Pythagorean Winning Percentage
Formula 1
Given a team from a particular sports league, let’s discuss Team Scores $S$ and Team Allows $A$. The expected winning percentage of the season for this team $p$ is as follows. $$ p = {{ S^{2} } \over { S^{2} + A^{2} }} = {{ 1 } \over { 1 + (A/S)^{2} }} $$
Explanation
The Pythagorean Expectation, proposed by Bill James, is a nonlinear model that uses team scores and team allows as independent variables to explain the season’s winning percentage. It’s self-evident that scoring more often results in more wins, and allowing more points results in more losses; however, quantitatively analyzing this is an entirely different matter.

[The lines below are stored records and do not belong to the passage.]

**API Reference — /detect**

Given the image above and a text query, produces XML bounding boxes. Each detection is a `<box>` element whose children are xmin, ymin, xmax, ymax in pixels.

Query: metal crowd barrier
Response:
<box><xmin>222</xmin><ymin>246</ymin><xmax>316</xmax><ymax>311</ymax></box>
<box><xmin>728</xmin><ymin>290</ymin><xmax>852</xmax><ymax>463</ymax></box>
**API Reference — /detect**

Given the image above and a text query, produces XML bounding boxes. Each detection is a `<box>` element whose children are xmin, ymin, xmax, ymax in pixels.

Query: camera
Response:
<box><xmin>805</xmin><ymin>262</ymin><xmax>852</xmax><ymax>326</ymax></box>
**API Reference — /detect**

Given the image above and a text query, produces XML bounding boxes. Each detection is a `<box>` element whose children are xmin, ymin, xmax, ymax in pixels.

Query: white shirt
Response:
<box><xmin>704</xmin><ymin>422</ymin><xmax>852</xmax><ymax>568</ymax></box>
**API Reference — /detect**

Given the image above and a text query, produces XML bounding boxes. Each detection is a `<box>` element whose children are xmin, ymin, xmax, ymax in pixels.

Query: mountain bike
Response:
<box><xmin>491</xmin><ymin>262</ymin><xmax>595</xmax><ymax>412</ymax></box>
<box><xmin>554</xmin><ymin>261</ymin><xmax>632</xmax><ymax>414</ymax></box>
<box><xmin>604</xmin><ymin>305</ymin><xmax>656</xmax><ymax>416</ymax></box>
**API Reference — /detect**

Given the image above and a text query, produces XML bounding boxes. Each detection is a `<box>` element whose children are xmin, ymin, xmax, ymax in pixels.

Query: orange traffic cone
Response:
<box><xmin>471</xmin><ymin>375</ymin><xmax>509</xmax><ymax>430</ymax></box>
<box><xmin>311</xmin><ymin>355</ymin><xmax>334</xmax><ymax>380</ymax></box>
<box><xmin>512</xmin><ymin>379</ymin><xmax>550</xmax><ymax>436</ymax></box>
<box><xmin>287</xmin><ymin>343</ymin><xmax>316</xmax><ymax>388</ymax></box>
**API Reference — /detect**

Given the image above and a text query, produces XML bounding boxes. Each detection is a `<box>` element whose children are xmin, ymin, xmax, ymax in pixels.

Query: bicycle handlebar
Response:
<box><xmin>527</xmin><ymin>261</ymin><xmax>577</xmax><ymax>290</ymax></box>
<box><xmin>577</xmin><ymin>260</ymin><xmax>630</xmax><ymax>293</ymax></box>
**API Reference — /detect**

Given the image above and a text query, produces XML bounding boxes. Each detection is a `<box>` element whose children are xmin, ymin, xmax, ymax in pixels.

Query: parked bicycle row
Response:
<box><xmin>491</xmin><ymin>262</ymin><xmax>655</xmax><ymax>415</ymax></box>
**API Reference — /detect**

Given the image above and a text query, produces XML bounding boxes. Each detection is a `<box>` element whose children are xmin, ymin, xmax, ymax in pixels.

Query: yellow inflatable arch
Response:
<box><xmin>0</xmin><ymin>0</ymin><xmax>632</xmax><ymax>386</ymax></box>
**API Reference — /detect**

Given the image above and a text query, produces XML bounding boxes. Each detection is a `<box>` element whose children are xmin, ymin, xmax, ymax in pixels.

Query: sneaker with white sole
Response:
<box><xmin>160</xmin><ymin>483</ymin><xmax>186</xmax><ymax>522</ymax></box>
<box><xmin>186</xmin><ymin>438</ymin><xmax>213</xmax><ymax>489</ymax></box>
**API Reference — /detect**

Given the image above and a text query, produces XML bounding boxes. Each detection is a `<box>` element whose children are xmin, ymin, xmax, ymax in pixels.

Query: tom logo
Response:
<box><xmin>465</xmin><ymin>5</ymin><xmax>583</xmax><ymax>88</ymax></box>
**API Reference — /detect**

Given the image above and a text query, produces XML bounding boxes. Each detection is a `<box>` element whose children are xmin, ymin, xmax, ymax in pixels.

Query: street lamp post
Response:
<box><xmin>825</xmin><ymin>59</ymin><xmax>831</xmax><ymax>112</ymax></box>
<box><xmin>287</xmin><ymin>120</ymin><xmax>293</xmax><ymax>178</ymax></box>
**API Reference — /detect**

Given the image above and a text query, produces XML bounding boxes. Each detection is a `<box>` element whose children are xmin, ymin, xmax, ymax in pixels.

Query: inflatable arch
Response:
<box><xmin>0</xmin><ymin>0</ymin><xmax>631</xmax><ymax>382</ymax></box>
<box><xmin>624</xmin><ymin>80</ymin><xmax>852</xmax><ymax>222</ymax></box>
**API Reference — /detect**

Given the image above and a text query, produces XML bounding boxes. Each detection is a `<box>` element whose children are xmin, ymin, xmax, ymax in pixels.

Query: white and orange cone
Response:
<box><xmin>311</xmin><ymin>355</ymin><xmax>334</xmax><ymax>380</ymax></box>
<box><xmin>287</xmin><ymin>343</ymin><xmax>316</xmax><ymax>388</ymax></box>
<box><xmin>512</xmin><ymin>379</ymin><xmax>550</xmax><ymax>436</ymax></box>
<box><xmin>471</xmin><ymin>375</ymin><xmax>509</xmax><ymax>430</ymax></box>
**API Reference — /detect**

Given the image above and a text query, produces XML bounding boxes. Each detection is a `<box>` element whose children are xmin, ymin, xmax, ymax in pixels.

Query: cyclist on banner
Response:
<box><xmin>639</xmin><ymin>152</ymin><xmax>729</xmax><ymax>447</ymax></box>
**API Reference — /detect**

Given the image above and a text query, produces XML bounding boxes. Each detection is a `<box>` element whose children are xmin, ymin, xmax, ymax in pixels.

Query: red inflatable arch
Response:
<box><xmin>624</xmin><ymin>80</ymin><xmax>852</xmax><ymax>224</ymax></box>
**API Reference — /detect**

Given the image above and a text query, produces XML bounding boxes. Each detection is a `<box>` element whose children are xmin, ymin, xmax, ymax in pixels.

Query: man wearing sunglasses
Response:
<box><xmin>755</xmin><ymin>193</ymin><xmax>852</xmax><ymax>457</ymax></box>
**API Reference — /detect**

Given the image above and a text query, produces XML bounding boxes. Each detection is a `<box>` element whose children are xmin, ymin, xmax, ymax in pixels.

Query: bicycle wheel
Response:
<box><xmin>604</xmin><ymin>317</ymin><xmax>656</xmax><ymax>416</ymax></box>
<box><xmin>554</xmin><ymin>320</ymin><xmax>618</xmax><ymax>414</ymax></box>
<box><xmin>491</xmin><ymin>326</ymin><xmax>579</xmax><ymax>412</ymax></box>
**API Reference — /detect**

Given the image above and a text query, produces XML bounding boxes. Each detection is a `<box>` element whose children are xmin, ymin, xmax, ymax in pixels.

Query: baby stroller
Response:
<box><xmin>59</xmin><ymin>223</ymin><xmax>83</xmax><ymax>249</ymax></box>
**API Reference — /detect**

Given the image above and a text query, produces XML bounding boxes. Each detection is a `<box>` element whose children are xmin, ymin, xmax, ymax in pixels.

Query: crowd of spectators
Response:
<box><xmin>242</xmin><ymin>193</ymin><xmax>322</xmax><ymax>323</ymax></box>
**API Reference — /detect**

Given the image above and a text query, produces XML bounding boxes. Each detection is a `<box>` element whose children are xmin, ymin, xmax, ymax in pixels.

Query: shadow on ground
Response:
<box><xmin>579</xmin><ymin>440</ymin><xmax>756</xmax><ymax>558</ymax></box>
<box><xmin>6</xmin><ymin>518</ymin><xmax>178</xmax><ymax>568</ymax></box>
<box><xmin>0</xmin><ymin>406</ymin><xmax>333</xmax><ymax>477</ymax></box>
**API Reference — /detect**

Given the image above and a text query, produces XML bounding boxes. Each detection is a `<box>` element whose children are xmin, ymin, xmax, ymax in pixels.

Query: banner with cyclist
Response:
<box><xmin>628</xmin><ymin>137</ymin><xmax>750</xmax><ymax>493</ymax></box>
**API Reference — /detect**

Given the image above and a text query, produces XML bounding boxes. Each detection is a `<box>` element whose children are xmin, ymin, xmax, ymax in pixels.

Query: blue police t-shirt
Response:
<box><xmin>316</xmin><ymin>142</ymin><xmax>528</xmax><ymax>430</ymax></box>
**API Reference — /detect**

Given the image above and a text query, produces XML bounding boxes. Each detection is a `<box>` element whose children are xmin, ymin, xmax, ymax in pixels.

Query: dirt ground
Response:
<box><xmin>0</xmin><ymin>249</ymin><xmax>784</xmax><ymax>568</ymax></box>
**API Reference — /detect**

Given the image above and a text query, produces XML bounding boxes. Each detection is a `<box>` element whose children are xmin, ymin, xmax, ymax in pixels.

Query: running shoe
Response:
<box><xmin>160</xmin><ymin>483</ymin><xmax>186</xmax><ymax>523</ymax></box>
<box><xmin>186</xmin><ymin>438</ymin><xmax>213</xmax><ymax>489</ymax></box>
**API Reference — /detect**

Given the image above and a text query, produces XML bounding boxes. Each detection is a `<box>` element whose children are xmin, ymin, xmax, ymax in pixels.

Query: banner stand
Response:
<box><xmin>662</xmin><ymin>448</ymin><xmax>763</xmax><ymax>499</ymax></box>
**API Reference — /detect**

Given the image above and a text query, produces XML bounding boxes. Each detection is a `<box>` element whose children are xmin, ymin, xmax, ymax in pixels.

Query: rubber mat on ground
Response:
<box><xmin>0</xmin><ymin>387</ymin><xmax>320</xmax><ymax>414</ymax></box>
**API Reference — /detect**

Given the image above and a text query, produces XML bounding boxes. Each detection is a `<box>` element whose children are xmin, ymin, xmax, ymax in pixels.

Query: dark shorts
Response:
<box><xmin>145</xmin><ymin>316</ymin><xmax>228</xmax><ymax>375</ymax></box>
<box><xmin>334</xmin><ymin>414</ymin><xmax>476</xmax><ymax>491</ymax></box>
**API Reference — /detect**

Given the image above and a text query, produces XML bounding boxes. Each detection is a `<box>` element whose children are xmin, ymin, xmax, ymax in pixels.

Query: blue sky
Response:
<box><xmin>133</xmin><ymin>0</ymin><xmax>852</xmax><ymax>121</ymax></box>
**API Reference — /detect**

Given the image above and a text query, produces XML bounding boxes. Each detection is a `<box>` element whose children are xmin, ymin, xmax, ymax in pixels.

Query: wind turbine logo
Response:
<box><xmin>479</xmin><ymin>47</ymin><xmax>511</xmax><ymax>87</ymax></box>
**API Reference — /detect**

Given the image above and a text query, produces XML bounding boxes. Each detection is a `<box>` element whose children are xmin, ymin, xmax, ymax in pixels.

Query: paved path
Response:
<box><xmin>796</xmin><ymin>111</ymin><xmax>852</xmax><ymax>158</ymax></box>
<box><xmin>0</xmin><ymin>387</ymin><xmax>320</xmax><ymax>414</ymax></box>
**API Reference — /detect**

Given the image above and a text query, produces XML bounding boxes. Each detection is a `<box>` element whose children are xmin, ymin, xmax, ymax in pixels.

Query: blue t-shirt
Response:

The above diagram shows a scatter plot comparing each team’s scoring ratio and winning rate from ‘82 to ‘20 in a certain baseball league, indicating a curve slightly deviated from an ideal linear relationship. Bill James discovered an intuitive formula to explain this phenomenon, which exceedingly well described the actual data. Later on, Steven Miller justified the mathematical derivation process statistically.
Statistical Derivation
The name Pythagorean winning rate itself suggests the denominator $S^{2} + A^{2}$, reminiscent of the Pythagorean theorem. However, it can actually be generalized for a positive value $\gamma \ne 2$, and indeed, since 1954, Major League Baseball found $\gamma \approx 1.85$ to be the most appropriate. $$ p_{\gamma} = {{ S^{\gamma} } \over { S^{\gamma} + A^{\gamma} }} $$ Besides mathematical generalization, with the right assumptions, it can be adapted to other sports. In the NBA (Basketball), a very large value of $14 < \gamma < 17$ is suggested, and in the NFL (American football), it’s about $\gamma \approx 2.4$.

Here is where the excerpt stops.